Dwa szalone marzenia przed wyborami w KEP

Fot. Flickr / Episkopat News

Wybory do prezydium Komisji Episkopatu Polski tuż przed nami: w połowie marca część biskupów będzie decydować o nowym składzie tego niedużego gremium. I w związku z tymi wyborami mam dwa marzenia.  

Pierwsze marzenie to marzenie o duchowym liderze Kościoła. O tym, by został nim człowiek jednocześnie dogmatyczny (w znaczeniu rzeczywistego i nieustępliwego życia prawdami wiary) i charyzmatyczny. Ktoś, kogo mądrość będzie polegała nie na ludzkim doświadczeniu, ale na odwadze korzystania z Bożej mądrości, która bywa nieprzewidywalna i zawsze przynosi dobre owoce. Kogoś, kto z naszego Episkopatu złożonego z biskupów o różnym charakterze, różnych sympatiach kościelnopolitycznych, różnym podejściu do aktualnego Piotra i różnym stopniu zaangażowania będzie potrafił wydobyć chęć do skutecznego wspólnego działania, naprawdę rozeznanego jako Boży plan. Kogoś, kto będzie umiał być mobilizującą iskrą, tym człowiekiem, który porusza i motywuje nie do wykonywania swoich pomysłów, ale do obudzenia sprawczości u innych, by zakasali rękawy i zrobili robotę podpowiadaną przez Ducha.
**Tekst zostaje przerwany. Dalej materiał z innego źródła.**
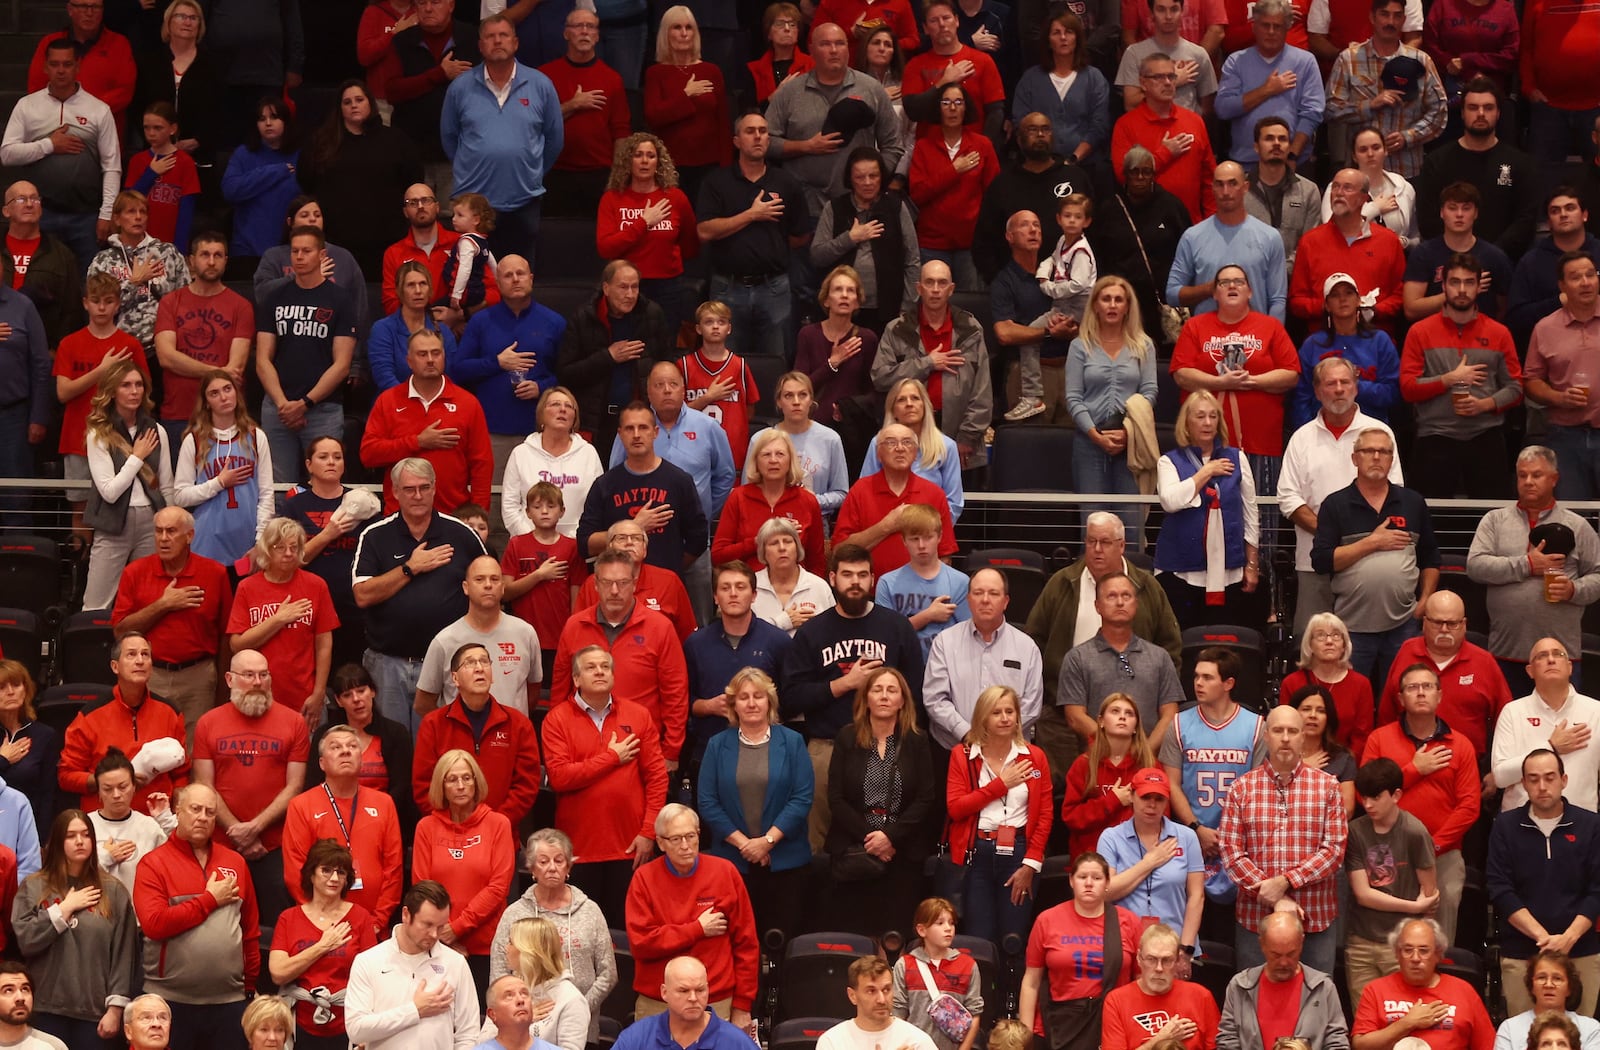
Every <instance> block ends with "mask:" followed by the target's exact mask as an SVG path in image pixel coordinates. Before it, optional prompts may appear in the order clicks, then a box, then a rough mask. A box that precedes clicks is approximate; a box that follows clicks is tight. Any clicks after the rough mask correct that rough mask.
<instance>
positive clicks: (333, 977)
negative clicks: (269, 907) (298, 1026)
mask: <svg viewBox="0 0 1600 1050" xmlns="http://www.w3.org/2000/svg"><path fill="white" fill-rule="evenodd" d="M344 922H349V924H350V940H349V941H347V943H346V944H344V946H342V948H334V949H333V951H331V952H328V954H326V956H323V957H322V959H318V960H317V962H314V964H310V968H309V970H306V973H301V975H299V976H298V978H294V984H298V986H299V988H307V989H310V988H318V986H322V988H326V989H328V991H330V992H339V991H342V989H344V986H346V984H349V983H350V964H354V962H355V957H357V956H360V954H362V952H363V951H366V949H368V948H373V946H376V944H378V936H376V935H374V933H373V917H371V914H370V912H368V911H366V909H365V908H362V906H360V904H355V903H352V904H350V911H347V912H346V914H344ZM320 940H322V930H320V928H318V927H317V924H314V922H312V920H310V919H307V917H306V911H304V909H302V908H301V906H299V904H296V906H294V908H290V909H286V911H285V912H283V914H282V916H278V922H277V925H275V927H272V951H280V952H288V954H290V956H298V954H301V952H302V951H306V949H307V948H310V946H312V944H315V943H317V941H320ZM315 1015H317V1007H314V1005H312V1004H309V1002H296V1004H294V1023H296V1024H298V1026H299V1029H301V1031H302V1032H310V1034H312V1036H342V1034H344V1010H342V1008H338V1010H334V1012H333V1021H330V1023H328V1024H317V1023H315V1021H314V1020H312V1018H314V1016H315Z"/></svg>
Patrzę sobie na nasze diecezje, na wszystkie kryzysy i słabości, które mamy jako Kościół w Polsce w 2024 roku, na potrzeby i pragnienia schowane w sercach ludzi mocniej wierzących i tych, których wiara słabnie. I czuję, jak bardzo potrzebujemy ognia. Sensu! Prostych, głębokich słów zamiast okrągłych, zużytych sloganów. Budzika, w którym nie da się ustawić kolejnej drzemki (i nie, to nie jest żadna aluzja). Kogoś serio wierzącego, kto odważy się publicznie pokazać swoją prywatną wiarę i miłość, kto będzie umiał huknąć na zło, modlić się z mocą i nie będzie ani letnio rozleniwiony, ani źle przywiązany do wybranych tradycji, ale duchowo gorący. Kto będzie mówił i pisał tak, że będziemy chcieli słuchać listów pasterskich, bo te listy będą nam naprawdę pomagały zmieniać życie. Kto nie da się zamknąć w katolickiej bańce. Kto się nie będzie bał: cudzych opinii, reakcji mediów, fochów tego czy innego środowiska. Ani własnej słabości - bo gdy praktykuje się pokorę, za sprawą łaski ze słabości rodzi się moc.

Marzy mi się, by na czele Episkopatu stanął mocny skład duchowych odnowicieli, bożych ascetów, nie przywiązanych do rzeczy materialnych, nie kochających rządzenia, odpornych za zaszczyty i komplementy, trzeźwo patrzących na rzeczywistość i pozwalających, by Bóg przez nich przemieniał po pierwsze cały Kościół, a po drugie - ludzi decyzyjnych i trzymających władzę. I by nie przypisywali sobie zasług za te zmiany.    

Czytam analizy dotyczące wyborów, tego, który biskup ile ma przed sobą kadencji, jakie karty ma w ręce, a jakie w rękawie, do czego się nadaje, a do czego nie, kogo w jakich kręgach zna i czego się można po nim spodziewać. To dobre i fachowe analizy – może dlatego tak trudno mi je czytać, bo sprowadzają wybory w Episkopacie do cyfr, szacunków, chłodnych kalkulacji, kompetencji i zwykłych sympatii i antypatii wśród głosującego gremium.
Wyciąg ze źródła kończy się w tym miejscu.